Solar Capacity Growth To Outpace Other Renewables While Asia Dominates

Latest Updates And Structural Trends

  • We maintain our view of robust non-hydropower renewables generation growth in Asia, led by solar and wind power. Wind power will experience a greater generation growth than solar over the coming decade, following increasing wind turbine manufacturers in Asia and supported by a higher conversion efficiency. In spite of Asia’s strong renewables growth, coal power generation will remain as the dominant power supply, due to solar and wind power’s intermittent supply nature.
  • The North America and Western Europe region is set to see significant growth in the non-hydro renewables sector over the coming decade, led by the solar sub-sector. Western Europe will see net capacity additions grow more quickly than North America owing to its wide mix of markets with strong growth outlooks. Upside risks are presented to the region’s largest growth markets, Germany and the US, given shifts in energy policy and elevated support by their governments.
  • The non-hydropower renewables sector will drive growth within Latin America’s power sector over the coming decade, with the sector set to account for nearly 75% of all capacity additions through 2031. Robust non-hydro renewables growth outlooks throughout the region support our outlook, with Brazil and Chile standing out as the region’s renewables outperformers. Growth within the solar power sector will outpace the wind power sector due to strong outlooks for utility-scale projects as well as distributed generation solar systems. 
  • Egypt and the UAE will remain the MENA region’s non-hydropower renewables capacity growth leaders over our 10-year forecast period to 2030. Non-hydropower renewables to remain marginal in the region’s overall power generation mix, making up less than 6% of total generation throughout our 10-year forecast period. Solar power will remain the dominant renewables type in the MENA region, attracting continued investment to drive strong growth over the coming decade.
  • Investment in the development of new non-hydroelectric renewables capacity will be one of the primary forces driving power sector growth in the Sub-Saharan Africa (SSA) region. South Africa will be SSA’s solar capacity growth outperformer, accounting for over 40% of the region’s total net growth in solar power capacity between 2022 and 2031. Despite rapid proportional year-on-year growth in the sub-sector, the renewables segment will remain a minority contributor towards the region’s overall power supply.

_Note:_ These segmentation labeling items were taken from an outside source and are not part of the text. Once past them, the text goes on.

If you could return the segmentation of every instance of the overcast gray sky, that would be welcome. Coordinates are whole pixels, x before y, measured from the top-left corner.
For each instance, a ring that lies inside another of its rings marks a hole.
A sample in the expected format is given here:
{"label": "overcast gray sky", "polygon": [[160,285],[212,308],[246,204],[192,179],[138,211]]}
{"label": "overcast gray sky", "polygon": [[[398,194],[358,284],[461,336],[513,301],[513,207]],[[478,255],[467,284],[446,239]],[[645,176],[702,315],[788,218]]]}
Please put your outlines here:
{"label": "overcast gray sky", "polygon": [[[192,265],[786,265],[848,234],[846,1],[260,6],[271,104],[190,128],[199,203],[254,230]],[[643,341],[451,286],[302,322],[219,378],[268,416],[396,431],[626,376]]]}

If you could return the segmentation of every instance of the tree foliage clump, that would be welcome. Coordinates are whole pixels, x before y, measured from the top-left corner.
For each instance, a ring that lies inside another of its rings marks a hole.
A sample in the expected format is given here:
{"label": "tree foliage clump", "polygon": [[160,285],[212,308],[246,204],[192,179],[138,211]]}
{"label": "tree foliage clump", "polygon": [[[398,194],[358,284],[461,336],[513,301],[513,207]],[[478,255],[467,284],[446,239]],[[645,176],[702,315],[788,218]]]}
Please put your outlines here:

  • Oceania, North America and Western Europe remain the highest-ranked sub-regions on our Global Renewables RRI, given their strong overall Risks profiles and well-developed non-hydropower renewable power sectors. While South Asia is the highest-ranked market overall in terms of Rewards, the markets within this region all rank below the global average for Risks. The Caucasus and Central Asia sub-regions, as well as the SSA region as a whole, underperform against the rest of the world on our RRI due to poor overall Risks profiles. The markets within the Caucasus and Central Asia also have the lowest share of non-hydropower renewables as part of their overall power mix, limiting Rewards. In terms of Industry Rewards, a sub-region we highlight for strong performance is North Africa, given high levels of growth in non-hydroelectric renewables capacity.
  • The global climate summit, COP26, has G20 members divided on topics such as the future of coal power presenting significant downsides to the sector but leaving room for continued operation. Growth of low carbon power generation will be mixed across world’s leading economies with outperformers such as the UK and Turkey and laggards with Russia and Indonesia. We expect that China will be key in promoting renewable technologies amid new agreements to accelerate development which poses an upside to a faster and more widespread adoption of the energy transition.